Schuyler v. Southern Pacific Co.

Decision Date28 August 1909
Docket Number2034
Citation37 Utah 581,109 P. 458
CourtUtah Supreme Court
PartiesSCHUYLER et al. v. SOUTHERN PACIFIC COMPANY

On Rehearing June 2, 1910.

Appeal from District Court, Second District; Hon. J. A. Howell Judge.

Action by Mary R. Schuyler and others against the Southern Pacific Company.

From a judgment for plaintiffs and an order overruling a motion for a new trial, defendant appeals.

AFFIRMED.

P. L Williams, George H. Smith and John G. Willis for appellant.

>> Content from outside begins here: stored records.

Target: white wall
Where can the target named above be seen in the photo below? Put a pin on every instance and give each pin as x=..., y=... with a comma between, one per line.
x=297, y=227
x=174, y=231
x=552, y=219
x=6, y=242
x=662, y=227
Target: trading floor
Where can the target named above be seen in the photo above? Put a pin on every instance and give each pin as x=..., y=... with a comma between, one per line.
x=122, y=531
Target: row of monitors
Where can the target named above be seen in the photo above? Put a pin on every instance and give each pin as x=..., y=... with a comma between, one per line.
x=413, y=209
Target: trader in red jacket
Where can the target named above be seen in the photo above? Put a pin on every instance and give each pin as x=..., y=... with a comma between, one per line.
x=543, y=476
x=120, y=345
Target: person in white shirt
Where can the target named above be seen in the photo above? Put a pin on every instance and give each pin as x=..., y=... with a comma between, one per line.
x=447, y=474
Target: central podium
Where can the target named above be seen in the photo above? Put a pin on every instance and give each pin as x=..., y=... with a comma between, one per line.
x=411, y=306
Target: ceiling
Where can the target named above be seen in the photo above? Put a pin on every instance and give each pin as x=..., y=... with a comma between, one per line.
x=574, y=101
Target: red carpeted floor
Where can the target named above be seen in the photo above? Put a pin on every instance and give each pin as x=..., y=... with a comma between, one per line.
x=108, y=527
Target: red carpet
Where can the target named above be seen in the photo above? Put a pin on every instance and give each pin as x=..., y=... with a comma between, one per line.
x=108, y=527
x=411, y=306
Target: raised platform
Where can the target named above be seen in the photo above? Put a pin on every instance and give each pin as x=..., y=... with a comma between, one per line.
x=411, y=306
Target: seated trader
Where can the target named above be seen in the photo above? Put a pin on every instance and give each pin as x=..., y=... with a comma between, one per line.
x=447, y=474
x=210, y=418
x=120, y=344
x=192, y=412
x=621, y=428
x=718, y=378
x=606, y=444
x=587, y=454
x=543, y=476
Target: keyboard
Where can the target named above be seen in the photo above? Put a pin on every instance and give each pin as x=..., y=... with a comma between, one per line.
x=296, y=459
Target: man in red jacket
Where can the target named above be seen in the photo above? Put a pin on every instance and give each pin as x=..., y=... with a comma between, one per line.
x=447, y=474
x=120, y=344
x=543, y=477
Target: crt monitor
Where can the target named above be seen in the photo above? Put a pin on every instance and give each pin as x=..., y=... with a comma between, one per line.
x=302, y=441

Agee &amp McCracken for respondents.

STRAUP, C. J. FRICK and McCARTY, JJ., concur.

OPINION

STRAUP, C. J.

This is an action brought by the plaintiffs and respondents to recover damages for the death of Charles A. Schuyler, alleged to have been caused by the defendant's negligence while a passenger on one of defendant's trains. A verdict was rendered for the plaintiffs on the 20th day of August, 1908. It is not made to appear when the judgment was entered. It is shown that the judgment was recorded on the 17th day of December, 1908. A notice of appeal was served and filed the 1st day of April, 1909. The statute provides that an appeal may be taken within six months from the entry of the judgment. While no motion is made to dismiss the appeal, it nevertheless is urged that we are without jurisdiction to entertain the appeal because it was not taken in time. It is assumed by the respondents that the judgment was entered on the day the verdict was rendered, and it is claimed by them that it is not shown by the bill of exceptions that a motion for a new trial was made, or, if made, when it was overruled, and therefore it is not affirmatively made to appear that the appeal was taken within six months from the entry of the judgment, or the overruling of the motion for a new trial. Though the judgment was entered on the day the verdict was rendered, yet we think the appeal was in time, for it is sufficiently disclosed by the bill of exceptions that a motion for a new trial was made within time, and that it was overruled on the 4th day of January, 1909, at which time the judgment became final. The appeal was taken within six months from that time.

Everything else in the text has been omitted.